Dupont J(1), Vieira JP(2), Tavares ALT(3)(4), Conceição CR(5), Khan S(6), Bertoli-Avella AM(6), Sousa AB(1)(7)

(1) Genetics Department, Hospital de Santa Maria, Centro Hospitalar Universitário de Lisboa Norte, Lisbon, Portugal.
(2) Neurology Department, Hospital de Dona Estefânia, Centro Hospitalar Universitário de Lisboa Central, Lisbon, Portugal.
(3) East Anglian Medical Genetics Service, Cambridge University Hospitals NHS Foundation Trust, Cambridge, UK.
(4) Department of Health, Genomics England, Queen Mary University of London, Charterhouse Square, London, UK.

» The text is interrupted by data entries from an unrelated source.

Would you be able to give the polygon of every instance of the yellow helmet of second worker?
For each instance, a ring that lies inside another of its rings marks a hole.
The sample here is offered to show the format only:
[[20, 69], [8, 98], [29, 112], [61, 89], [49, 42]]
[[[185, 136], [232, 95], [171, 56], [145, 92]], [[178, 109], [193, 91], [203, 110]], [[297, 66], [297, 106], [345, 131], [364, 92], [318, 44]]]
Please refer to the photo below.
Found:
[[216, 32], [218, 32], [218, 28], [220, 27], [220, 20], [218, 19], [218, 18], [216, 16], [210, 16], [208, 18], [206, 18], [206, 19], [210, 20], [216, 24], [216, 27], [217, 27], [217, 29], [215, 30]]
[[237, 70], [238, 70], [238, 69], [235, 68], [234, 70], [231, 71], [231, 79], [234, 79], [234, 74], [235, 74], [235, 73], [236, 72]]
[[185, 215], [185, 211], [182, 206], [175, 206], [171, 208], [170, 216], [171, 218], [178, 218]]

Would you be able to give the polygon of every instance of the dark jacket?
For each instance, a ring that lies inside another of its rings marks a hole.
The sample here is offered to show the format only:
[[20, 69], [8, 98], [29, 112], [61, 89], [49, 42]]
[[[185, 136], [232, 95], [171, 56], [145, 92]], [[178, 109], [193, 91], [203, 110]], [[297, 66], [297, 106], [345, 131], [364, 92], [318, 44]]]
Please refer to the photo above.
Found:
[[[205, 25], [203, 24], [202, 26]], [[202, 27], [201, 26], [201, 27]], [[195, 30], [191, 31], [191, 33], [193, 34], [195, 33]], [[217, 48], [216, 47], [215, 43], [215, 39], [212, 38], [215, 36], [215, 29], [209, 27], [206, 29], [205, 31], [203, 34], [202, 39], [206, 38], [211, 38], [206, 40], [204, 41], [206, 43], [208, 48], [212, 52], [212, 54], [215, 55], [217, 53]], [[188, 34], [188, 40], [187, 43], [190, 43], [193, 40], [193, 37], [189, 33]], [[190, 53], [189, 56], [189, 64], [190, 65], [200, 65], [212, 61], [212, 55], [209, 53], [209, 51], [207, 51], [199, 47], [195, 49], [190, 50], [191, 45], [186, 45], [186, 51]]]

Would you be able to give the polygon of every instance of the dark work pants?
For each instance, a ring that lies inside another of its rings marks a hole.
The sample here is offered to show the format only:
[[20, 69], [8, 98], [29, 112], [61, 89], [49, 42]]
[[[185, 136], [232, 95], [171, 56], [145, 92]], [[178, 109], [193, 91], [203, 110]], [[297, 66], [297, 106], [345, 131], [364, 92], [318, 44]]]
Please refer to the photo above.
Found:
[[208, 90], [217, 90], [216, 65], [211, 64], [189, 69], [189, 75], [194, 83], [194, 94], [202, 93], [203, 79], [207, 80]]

(5) Neuroradiology Department, Hospital de Dona Estefânia, Centro Hospitalar Universitário de Lisboa Central, Lisbon, Portugal.

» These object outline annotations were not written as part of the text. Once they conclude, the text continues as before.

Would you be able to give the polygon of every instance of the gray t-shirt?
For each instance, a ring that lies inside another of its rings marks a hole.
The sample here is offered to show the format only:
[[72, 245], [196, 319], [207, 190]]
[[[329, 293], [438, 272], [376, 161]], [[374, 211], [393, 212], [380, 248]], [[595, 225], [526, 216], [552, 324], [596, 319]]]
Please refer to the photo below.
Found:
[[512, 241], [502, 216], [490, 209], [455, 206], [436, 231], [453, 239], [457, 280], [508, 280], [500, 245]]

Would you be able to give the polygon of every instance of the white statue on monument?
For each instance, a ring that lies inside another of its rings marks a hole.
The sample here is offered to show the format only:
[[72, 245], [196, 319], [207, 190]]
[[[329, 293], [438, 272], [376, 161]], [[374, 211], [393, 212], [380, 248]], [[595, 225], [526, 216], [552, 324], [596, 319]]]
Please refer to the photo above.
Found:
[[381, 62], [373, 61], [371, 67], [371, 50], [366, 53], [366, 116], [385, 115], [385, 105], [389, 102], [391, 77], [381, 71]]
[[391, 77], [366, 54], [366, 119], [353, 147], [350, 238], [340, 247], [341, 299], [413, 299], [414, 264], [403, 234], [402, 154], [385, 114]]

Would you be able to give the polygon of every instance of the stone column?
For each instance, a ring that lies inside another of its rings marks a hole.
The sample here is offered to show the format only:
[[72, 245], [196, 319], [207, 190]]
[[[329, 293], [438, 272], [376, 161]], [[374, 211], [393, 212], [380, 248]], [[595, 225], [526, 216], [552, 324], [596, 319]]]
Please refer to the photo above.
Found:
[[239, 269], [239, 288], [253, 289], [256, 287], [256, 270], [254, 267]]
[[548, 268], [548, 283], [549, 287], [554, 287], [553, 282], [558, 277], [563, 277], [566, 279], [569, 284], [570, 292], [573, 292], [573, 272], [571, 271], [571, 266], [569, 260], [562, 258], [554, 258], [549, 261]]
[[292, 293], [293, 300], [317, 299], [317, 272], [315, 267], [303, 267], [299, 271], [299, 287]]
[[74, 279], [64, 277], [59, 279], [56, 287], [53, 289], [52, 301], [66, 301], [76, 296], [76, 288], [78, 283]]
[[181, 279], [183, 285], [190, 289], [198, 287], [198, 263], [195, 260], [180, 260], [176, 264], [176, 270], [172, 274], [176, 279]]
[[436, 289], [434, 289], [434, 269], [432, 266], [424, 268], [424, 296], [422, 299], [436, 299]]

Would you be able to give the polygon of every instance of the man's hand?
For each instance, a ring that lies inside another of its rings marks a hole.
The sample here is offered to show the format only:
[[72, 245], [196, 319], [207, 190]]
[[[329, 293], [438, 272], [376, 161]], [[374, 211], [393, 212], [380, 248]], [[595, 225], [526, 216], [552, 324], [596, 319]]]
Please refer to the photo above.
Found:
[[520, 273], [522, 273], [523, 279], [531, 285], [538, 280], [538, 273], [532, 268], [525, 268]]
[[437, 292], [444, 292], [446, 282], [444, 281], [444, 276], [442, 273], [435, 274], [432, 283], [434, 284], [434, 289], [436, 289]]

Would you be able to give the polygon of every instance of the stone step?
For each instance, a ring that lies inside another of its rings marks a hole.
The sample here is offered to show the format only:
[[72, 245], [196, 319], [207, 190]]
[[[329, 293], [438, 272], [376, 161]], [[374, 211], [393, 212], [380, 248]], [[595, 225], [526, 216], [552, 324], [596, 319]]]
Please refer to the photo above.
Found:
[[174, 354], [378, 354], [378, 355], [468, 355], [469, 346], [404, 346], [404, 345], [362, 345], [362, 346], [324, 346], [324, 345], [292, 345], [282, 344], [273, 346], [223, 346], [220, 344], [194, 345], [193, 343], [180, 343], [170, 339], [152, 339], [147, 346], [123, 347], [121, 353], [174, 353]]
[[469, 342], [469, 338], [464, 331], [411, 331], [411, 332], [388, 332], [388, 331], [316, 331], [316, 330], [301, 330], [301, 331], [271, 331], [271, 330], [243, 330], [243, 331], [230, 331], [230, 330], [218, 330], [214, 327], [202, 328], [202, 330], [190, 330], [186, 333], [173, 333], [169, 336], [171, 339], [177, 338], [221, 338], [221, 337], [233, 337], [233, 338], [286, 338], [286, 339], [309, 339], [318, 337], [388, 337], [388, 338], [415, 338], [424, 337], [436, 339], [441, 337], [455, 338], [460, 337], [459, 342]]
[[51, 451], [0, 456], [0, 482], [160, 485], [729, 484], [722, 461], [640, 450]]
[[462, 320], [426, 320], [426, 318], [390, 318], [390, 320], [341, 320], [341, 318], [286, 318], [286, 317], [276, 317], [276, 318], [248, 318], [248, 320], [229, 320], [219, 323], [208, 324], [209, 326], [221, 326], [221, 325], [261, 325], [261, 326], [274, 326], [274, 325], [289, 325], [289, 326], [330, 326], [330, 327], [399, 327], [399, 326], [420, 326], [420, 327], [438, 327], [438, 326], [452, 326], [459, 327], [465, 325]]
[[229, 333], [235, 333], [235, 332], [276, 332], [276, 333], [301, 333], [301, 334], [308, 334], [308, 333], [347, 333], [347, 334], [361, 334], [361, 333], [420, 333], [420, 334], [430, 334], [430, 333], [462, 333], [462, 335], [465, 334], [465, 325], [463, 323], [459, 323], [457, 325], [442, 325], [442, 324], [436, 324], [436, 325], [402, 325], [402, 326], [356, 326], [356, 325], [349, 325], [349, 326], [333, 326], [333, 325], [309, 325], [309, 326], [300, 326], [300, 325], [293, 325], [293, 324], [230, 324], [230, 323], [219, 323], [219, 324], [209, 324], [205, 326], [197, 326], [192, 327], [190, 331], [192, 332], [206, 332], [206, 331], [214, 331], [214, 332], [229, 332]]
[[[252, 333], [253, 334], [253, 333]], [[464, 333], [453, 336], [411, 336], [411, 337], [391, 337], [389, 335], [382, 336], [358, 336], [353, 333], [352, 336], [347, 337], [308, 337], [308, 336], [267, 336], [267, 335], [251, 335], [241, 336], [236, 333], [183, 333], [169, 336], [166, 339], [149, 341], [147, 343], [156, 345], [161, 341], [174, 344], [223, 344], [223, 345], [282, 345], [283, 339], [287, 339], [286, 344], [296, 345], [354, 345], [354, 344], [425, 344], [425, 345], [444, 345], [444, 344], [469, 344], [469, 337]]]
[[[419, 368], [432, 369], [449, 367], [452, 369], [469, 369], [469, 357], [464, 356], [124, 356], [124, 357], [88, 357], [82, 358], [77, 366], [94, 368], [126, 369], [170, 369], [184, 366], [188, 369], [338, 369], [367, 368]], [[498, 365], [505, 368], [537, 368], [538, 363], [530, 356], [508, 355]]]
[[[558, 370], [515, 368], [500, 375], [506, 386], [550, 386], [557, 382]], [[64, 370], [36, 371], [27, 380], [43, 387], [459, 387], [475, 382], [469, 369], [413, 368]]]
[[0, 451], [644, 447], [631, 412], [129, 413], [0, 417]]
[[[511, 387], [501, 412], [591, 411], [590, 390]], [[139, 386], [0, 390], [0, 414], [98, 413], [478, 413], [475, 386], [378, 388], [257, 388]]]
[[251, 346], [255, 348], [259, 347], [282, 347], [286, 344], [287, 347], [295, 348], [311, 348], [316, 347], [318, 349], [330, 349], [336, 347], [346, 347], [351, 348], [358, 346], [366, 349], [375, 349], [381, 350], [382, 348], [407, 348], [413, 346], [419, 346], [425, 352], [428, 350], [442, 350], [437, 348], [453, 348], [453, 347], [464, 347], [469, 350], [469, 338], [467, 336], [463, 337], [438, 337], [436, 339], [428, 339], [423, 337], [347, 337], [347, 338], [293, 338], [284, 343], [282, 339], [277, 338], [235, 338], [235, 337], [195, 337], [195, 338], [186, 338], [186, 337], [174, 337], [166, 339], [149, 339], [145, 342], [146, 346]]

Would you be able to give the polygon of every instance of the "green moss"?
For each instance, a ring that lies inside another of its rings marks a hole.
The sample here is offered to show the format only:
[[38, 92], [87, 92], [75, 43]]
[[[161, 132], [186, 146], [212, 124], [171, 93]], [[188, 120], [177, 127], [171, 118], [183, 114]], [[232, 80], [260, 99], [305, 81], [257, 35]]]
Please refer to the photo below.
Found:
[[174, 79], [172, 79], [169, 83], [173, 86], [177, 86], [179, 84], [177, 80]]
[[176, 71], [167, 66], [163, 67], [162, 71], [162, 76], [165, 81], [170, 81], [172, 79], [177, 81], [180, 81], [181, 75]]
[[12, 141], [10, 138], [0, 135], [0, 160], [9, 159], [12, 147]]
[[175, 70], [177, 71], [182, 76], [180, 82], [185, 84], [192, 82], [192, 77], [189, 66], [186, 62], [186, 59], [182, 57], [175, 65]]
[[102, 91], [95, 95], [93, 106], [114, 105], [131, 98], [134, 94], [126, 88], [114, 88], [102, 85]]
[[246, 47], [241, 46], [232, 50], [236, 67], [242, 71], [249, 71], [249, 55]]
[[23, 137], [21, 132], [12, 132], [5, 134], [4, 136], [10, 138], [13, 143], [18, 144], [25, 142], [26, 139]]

(6) Research Data Analysis, CENTOGENE AG, Rostock, Germany.
(7) Laboratório de Imunologia Básica, Faculdade de Medicina da Universidade de Lisboa, Lisbon, Portugal.

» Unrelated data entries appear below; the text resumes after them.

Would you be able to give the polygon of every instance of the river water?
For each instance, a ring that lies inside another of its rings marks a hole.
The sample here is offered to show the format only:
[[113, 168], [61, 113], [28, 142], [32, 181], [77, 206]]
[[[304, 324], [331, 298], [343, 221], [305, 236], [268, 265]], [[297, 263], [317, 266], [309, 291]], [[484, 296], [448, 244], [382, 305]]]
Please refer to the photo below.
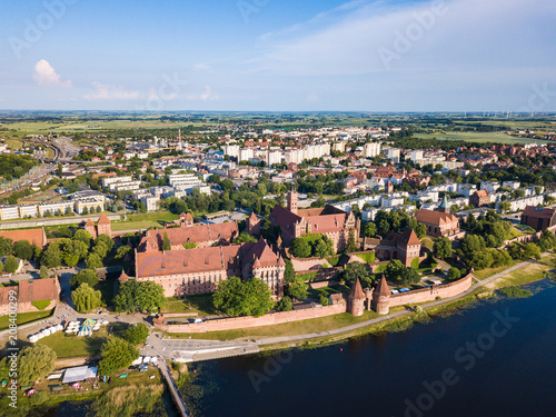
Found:
[[556, 285], [317, 349], [196, 364], [195, 417], [554, 416]]

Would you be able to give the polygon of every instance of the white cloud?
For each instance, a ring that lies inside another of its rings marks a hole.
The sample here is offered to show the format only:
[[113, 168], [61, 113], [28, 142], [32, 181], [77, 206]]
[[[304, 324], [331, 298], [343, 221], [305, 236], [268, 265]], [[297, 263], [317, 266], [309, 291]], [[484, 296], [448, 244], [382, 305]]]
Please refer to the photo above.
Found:
[[34, 64], [33, 79], [40, 87], [71, 87], [71, 81], [61, 81], [60, 76], [46, 59]]
[[103, 85], [98, 81], [92, 82], [92, 86], [95, 91], [83, 96], [87, 100], [135, 100], [141, 97], [139, 91], [127, 91], [122, 86]]
[[199, 95], [189, 93], [186, 96], [186, 99], [191, 100], [191, 101], [193, 101], [193, 100], [215, 101], [215, 100], [218, 100], [219, 98], [220, 98], [220, 96], [218, 96], [218, 93], [212, 91], [210, 86], [205, 87], [205, 91], [199, 93]]
[[[249, 62], [249, 69], [284, 76], [357, 76], [555, 67], [554, 54], [547, 53], [554, 51], [549, 39], [556, 36], [556, 27], [549, 24], [556, 18], [553, 0], [447, 0], [447, 12], [423, 20], [441, 2], [346, 3], [264, 36], [265, 52]], [[414, 40], [404, 46], [397, 33]], [[380, 48], [399, 58], [385, 64]]]

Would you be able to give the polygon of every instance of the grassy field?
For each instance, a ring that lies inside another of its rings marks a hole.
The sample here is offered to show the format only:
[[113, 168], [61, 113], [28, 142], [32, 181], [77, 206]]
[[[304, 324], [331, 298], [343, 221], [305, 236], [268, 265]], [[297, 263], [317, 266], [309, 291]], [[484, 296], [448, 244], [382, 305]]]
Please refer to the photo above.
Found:
[[[505, 276], [495, 279], [493, 282], [488, 282], [485, 287], [495, 289], [538, 281], [539, 279], [543, 279], [549, 270], [554, 269], [555, 261], [556, 255], [549, 255], [535, 264], [527, 265], [523, 268], [516, 269], [515, 271], [506, 274]], [[508, 266], [504, 268], [508, 268]]]
[[473, 272], [473, 275], [478, 279], [478, 280], [483, 280], [483, 279], [486, 279], [486, 278], [489, 278], [492, 277], [493, 275], [496, 275], [498, 272], [502, 272], [508, 268], [512, 268], [513, 266], [519, 264], [520, 260], [514, 260], [512, 259], [512, 261], [507, 265], [503, 265], [502, 267], [498, 267], [498, 268], [487, 268], [487, 269], [483, 269], [483, 270], [477, 270], [475, 272]]
[[[393, 309], [390, 309], [391, 311]], [[249, 337], [277, 337], [277, 336], [295, 336], [305, 335], [317, 331], [327, 331], [331, 329], [337, 329], [340, 327], [346, 327], [355, 325], [357, 322], [370, 320], [378, 317], [378, 315], [373, 310], [365, 310], [363, 316], [355, 317], [349, 312], [342, 312], [339, 315], [320, 317], [310, 320], [301, 320], [294, 322], [286, 322], [284, 325], [276, 326], [261, 326], [251, 327], [246, 329], [235, 329], [225, 331], [211, 331], [207, 334], [168, 334], [172, 338], [191, 338], [196, 339], [210, 339], [210, 340], [232, 340], [238, 338], [249, 338]]]
[[496, 143], [547, 143], [546, 140], [533, 140], [524, 138], [514, 138], [504, 132], [451, 132], [439, 131], [435, 133], [415, 133], [420, 139], [447, 139], [466, 140], [468, 142], [496, 142]]
[[[46, 310], [46, 311], [31, 311], [31, 312], [20, 312], [18, 315], [18, 325], [26, 325], [31, 321], [37, 321], [37, 320], [42, 320], [47, 317], [50, 317], [52, 314], [52, 310]], [[9, 321], [9, 316], [4, 315], [0, 317], [0, 330], [4, 330], [9, 327], [10, 321]]]
[[106, 329], [87, 337], [66, 336], [64, 332], [59, 331], [43, 337], [38, 344], [52, 348], [58, 355], [58, 359], [80, 358], [98, 355], [107, 338], [108, 331]]
[[129, 215], [127, 221], [113, 221], [112, 230], [137, 230], [148, 229], [149, 227], [162, 227], [167, 221], [173, 221], [179, 218], [170, 211], [156, 211], [150, 214]]
[[218, 314], [212, 304], [212, 295], [188, 296], [187, 301], [169, 299], [160, 312], [198, 312], [199, 316]]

- Clin Genet. 2021 Apr;99(4):588-593.

Congenital cranial dysinnervation disorders (CCDDs) are a heterogeneous group of neurodevelopmental phenotypes caused by a primary disturbance of innervation due to deficient, absent, or misguided cranial nerves. Although some CCDDs genes are known, several clinical phenotypes and their aetiologies remain to be elucidated. We describe a 12-year-old boy with hypotonia, developmental delay, sensorineural hearing loss, and keratoconjunctivitis due to lack of corneal reflex. He had a long expressionless face, severe oromotor dysfunction, bilateral agenesis/severe hypoplasia of the VIII nerve with marked atresia of the internal auditory canals and cochlear labyrinth malformation. Trio-exome sequencing identified a homozygous loss of function variant in the NEUROG1 gene (NM_006161.2: c.202G > T, p.Glu68*). NEUROG1 is considered a causal candidate for CCDDs based on (i) the previous report of a patient with a homozygous gene deletion and developmental delay, deafness due to absent bilateral VIII nerves, and severe oromotor dysfunction; (ii) a second patient with a homozygous NEUROG1 missense variant and corneal opacity, absent corneal reflex and intellectual disability; and (iii) the knockout mouse model phenotype which highly resembles the disorder observed in humans. Our findings support the growing compelling evidence that loss of NEUROG1 leads to a very distinctive disorder of cranial nerves development.